Creamy vs Paperwhite
Creamy and Paperwhite come from the same Sherwin-Williams collection. Hue-wise, Creamy belongs to the beige family and Paperwhite to the beige-white family. The 6-point LRV gap — 87 for Paperwhite vs 81 for Creamy — means Paperwhite will open up a space more effectively. Both share a warm character, which means they'll respond to light and surrounding materials in similar ways. ΔE 3.2 means they're clearly different, but not dramatically so — they'd pair well in the same room. Below you'll find 1 real-room photo comparison where both colors appear side by side, plus 5 simulated room previews.

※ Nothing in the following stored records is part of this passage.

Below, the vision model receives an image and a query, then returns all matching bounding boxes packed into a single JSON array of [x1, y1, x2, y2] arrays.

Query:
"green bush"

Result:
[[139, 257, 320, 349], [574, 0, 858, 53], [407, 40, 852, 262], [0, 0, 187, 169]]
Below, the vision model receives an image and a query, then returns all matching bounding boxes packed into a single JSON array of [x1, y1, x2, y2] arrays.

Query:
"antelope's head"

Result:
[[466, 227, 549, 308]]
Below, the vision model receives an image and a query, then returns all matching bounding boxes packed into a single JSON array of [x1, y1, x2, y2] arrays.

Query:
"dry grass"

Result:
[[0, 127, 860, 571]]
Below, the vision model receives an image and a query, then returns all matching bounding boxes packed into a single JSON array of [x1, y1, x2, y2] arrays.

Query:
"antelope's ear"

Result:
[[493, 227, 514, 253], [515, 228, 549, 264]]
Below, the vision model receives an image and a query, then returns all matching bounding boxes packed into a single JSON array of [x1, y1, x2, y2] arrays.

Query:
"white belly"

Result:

Creamy vs Paperwhite in Real Spaces
1 real room side by side. Creamy and Paperwhite are close enough that the difference can be hard to judge from a chip alone — these photos show how each reads at scale, across different spaces and lighting conditions.
Living Room
A living room wall sees more varied light than almost any other surface in the house, which makes the choice between these two more nuanced than a chip suggests. Paperwhite reads slightly lighter here — a subtle but real difference in how open the space feels.
Color Details
Creamy vs Paperwhite Simulated Comparison
5 simulated room previews — drag the slider on each to see Creamy on one side and Paperwhite on the other.

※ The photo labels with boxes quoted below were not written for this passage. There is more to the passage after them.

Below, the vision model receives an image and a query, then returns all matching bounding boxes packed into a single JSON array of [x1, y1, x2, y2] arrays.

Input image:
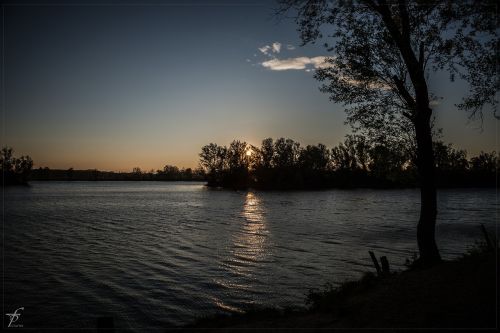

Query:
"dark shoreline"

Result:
[[185, 249, 499, 332]]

Digital color is approximate. These simulations are generated from the manufacturer's hex values and overlaid on grayscale room photos — your screen's calibration, brightness, and viewing angle all affect how they render. Before committing to either color, test physical samples in your own space under the light you actually live with.
More Creamy comparisons
See how Creamy stacks up against other well-photographed colors across different brands and tones.